We look at it for a minute, on my right palm. “The thing is,” I say in a low voice, “you’d expect it to have a wicked magic charge. I mean, the Lapis Circlet did, I could feel it. But this doesn’t. It’s like it’s not magic at all.” I close my hand on it. “It’s not magic. At all.”
“It’s not?” says Gurth. “But—!” But he stops and smiles at me.
“That’s it,” I say. “That’s why someone—you know someone was looking for it, Reg Barnswallow or someone, maybe the Wall guys, maybe lots of people. But they couldn’t find it. They couldn’t see where it was. You had a dream about it, Elf Girl, you saw exactly where it was because someone somehow wanted you, and me and Gurth and, you know, Glee and stuff, to know where it was.
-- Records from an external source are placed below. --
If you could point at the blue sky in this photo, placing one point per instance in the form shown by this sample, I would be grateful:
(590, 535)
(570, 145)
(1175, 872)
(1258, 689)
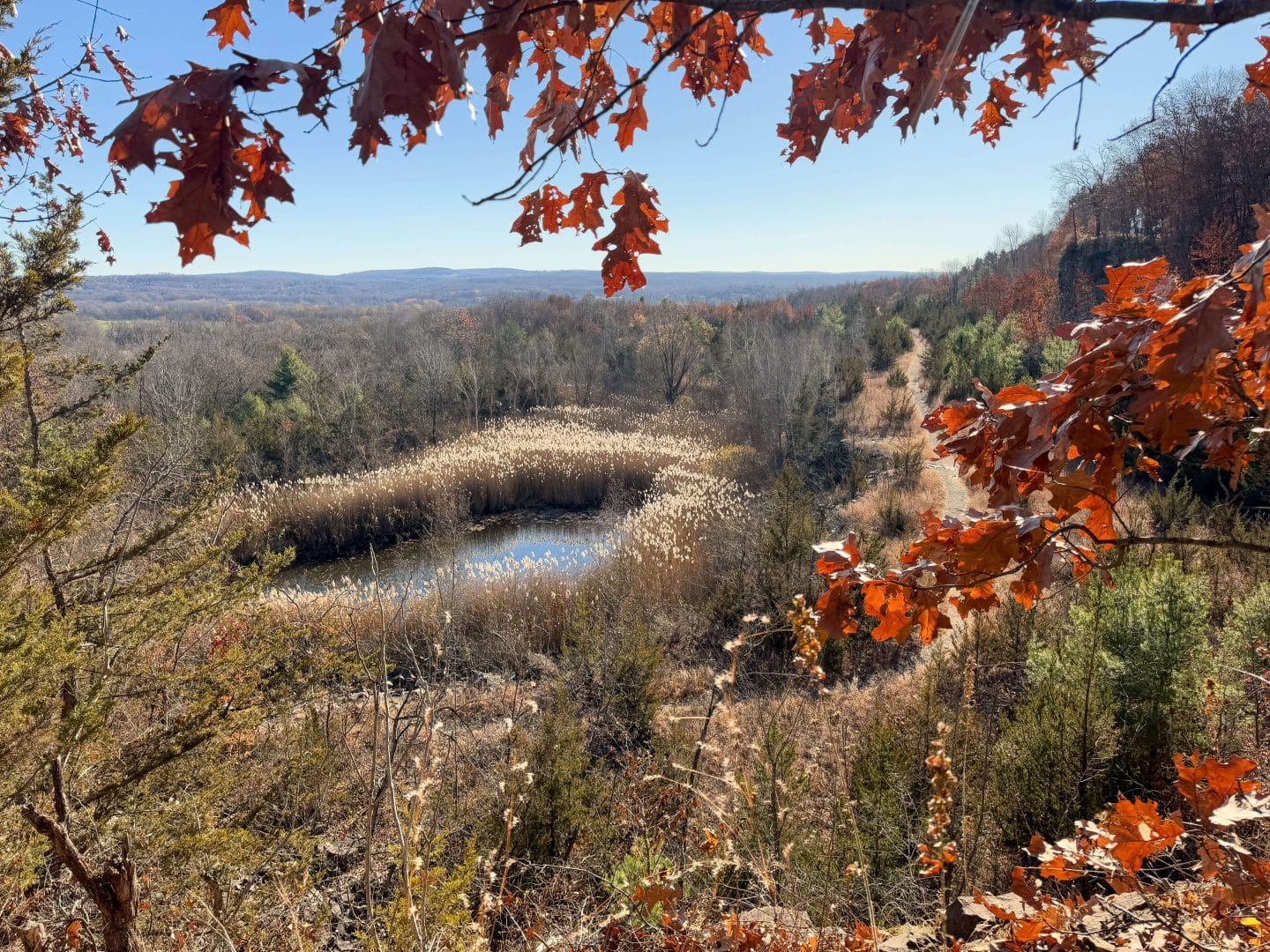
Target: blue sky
(875, 204)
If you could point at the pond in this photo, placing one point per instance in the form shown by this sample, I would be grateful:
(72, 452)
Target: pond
(551, 539)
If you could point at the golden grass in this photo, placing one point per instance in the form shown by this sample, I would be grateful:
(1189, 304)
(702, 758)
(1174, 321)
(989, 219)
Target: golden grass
(497, 614)
(569, 460)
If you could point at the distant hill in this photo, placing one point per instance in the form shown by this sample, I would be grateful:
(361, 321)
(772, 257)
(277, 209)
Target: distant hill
(150, 294)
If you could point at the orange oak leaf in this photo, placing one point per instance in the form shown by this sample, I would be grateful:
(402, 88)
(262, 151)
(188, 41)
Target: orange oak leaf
(228, 19)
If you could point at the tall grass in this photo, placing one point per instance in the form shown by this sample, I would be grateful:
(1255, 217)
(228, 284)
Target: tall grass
(573, 460)
(482, 616)
(476, 617)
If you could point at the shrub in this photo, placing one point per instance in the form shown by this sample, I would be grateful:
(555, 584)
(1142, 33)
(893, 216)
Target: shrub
(893, 516)
(888, 339)
(557, 802)
(1175, 507)
(1154, 622)
(907, 464)
(897, 417)
(1054, 750)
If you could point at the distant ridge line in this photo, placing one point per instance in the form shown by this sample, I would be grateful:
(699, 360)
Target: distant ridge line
(447, 286)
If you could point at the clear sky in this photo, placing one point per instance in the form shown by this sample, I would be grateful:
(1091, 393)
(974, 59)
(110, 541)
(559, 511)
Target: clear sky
(878, 204)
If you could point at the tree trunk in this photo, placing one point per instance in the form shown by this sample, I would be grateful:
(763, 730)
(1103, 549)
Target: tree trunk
(113, 888)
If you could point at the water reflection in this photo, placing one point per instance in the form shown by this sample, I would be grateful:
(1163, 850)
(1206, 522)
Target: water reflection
(553, 539)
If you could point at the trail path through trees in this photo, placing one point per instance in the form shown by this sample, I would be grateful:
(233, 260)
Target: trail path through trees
(955, 496)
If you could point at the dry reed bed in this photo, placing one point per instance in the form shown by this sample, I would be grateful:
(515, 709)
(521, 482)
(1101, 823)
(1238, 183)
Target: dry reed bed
(563, 460)
(476, 616)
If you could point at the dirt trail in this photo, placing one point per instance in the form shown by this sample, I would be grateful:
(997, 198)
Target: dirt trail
(955, 496)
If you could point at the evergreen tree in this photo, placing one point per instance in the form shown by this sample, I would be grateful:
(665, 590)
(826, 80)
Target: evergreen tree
(124, 664)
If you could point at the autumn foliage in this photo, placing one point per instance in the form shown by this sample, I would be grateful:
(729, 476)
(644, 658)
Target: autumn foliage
(1161, 369)
(403, 68)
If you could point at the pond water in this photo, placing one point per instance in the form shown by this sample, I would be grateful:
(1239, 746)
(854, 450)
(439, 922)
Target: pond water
(550, 539)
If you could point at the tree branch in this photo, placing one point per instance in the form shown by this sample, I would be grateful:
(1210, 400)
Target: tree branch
(1218, 13)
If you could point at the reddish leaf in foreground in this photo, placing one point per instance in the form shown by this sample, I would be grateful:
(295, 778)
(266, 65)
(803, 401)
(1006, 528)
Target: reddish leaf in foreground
(635, 224)
(230, 19)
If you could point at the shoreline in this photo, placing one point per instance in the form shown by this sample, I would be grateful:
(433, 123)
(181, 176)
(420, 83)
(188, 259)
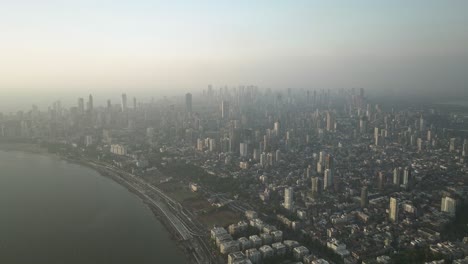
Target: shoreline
(33, 148)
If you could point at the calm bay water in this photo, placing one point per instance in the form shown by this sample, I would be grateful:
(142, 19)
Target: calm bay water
(52, 211)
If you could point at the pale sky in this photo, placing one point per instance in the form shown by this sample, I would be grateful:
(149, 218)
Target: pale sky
(63, 48)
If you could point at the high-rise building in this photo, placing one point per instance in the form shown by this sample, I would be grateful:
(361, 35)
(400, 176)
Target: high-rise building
(330, 121)
(397, 176)
(90, 103)
(448, 205)
(288, 198)
(452, 144)
(465, 148)
(81, 105)
(277, 128)
(393, 215)
(188, 103)
(381, 180)
(327, 179)
(364, 197)
(376, 136)
(363, 125)
(407, 177)
(225, 109)
(124, 103)
(243, 150)
(315, 186)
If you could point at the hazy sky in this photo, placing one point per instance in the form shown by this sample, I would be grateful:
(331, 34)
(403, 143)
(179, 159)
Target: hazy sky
(101, 46)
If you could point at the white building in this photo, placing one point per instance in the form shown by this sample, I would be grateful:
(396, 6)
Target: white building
(448, 205)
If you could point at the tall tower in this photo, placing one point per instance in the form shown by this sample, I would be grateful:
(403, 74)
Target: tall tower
(90, 103)
(397, 176)
(381, 180)
(124, 102)
(393, 215)
(288, 198)
(81, 105)
(330, 121)
(407, 177)
(364, 197)
(315, 186)
(224, 109)
(188, 103)
(376, 136)
(327, 179)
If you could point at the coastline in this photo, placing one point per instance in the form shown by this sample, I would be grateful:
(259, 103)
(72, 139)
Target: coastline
(24, 147)
(33, 148)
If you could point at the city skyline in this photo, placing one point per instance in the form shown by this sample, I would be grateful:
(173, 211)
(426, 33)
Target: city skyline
(152, 48)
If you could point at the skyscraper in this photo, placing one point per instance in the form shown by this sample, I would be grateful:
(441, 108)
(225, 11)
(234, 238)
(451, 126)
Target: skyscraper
(124, 102)
(188, 103)
(330, 121)
(381, 180)
(364, 197)
(376, 136)
(407, 177)
(363, 125)
(393, 215)
(81, 105)
(448, 205)
(288, 198)
(327, 179)
(90, 103)
(397, 176)
(224, 109)
(315, 186)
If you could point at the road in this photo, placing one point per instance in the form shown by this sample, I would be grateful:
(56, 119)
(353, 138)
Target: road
(183, 222)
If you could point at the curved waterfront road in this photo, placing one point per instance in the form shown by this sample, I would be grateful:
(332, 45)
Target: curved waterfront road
(173, 211)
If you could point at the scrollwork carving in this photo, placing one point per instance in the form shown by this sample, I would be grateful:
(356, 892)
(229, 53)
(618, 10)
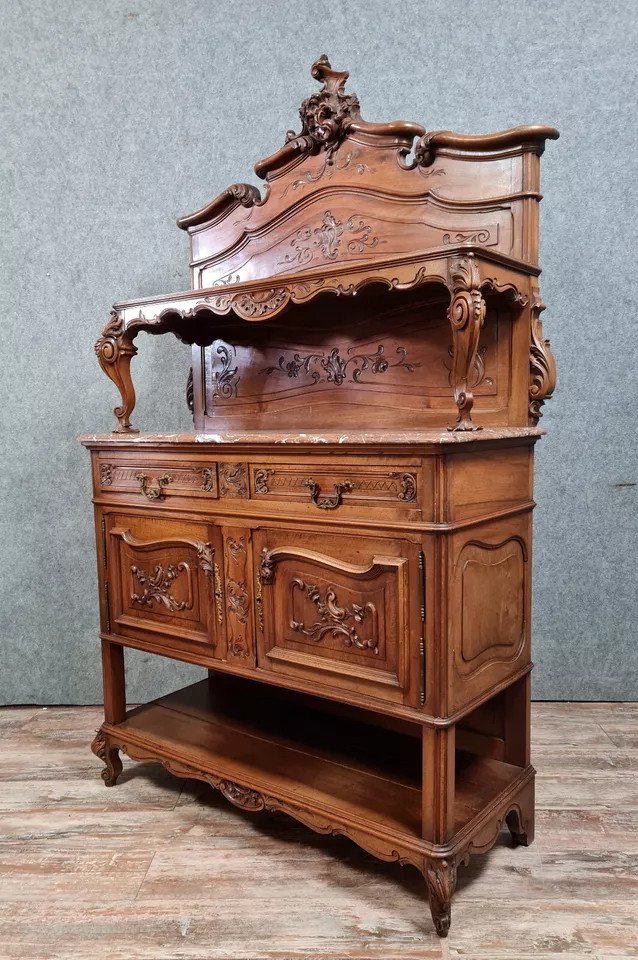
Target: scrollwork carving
(333, 368)
(156, 587)
(233, 480)
(327, 239)
(114, 351)
(440, 878)
(541, 363)
(336, 620)
(466, 315)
But these big wizards and time warriors couldn’t find it because it has no magical charge.” I open my hand to glimpse it again, then close my fist. “It’s just a key.”
“I don’t know,” says Zelin, getting up. “The weirdest thing is the most ordinary. What does that mean?” She gets up. “I guess,” she says, “that makes it just like you, Daisy Delatour.” She smiles, turns and disappears out into the night.
“But what does it mean,” I say, my left hand taking Gurth’s right hand across the table. With my other hand I pull the Key out again and hold it between us in my palm.
“If anyone is going to find out what anything means,” says Gurth, “it’s going to be you.”
“Why, thank you,” I say. “I have to agree.” I open my right hand and gaze at the key while outside the rainy twilight deepens into night.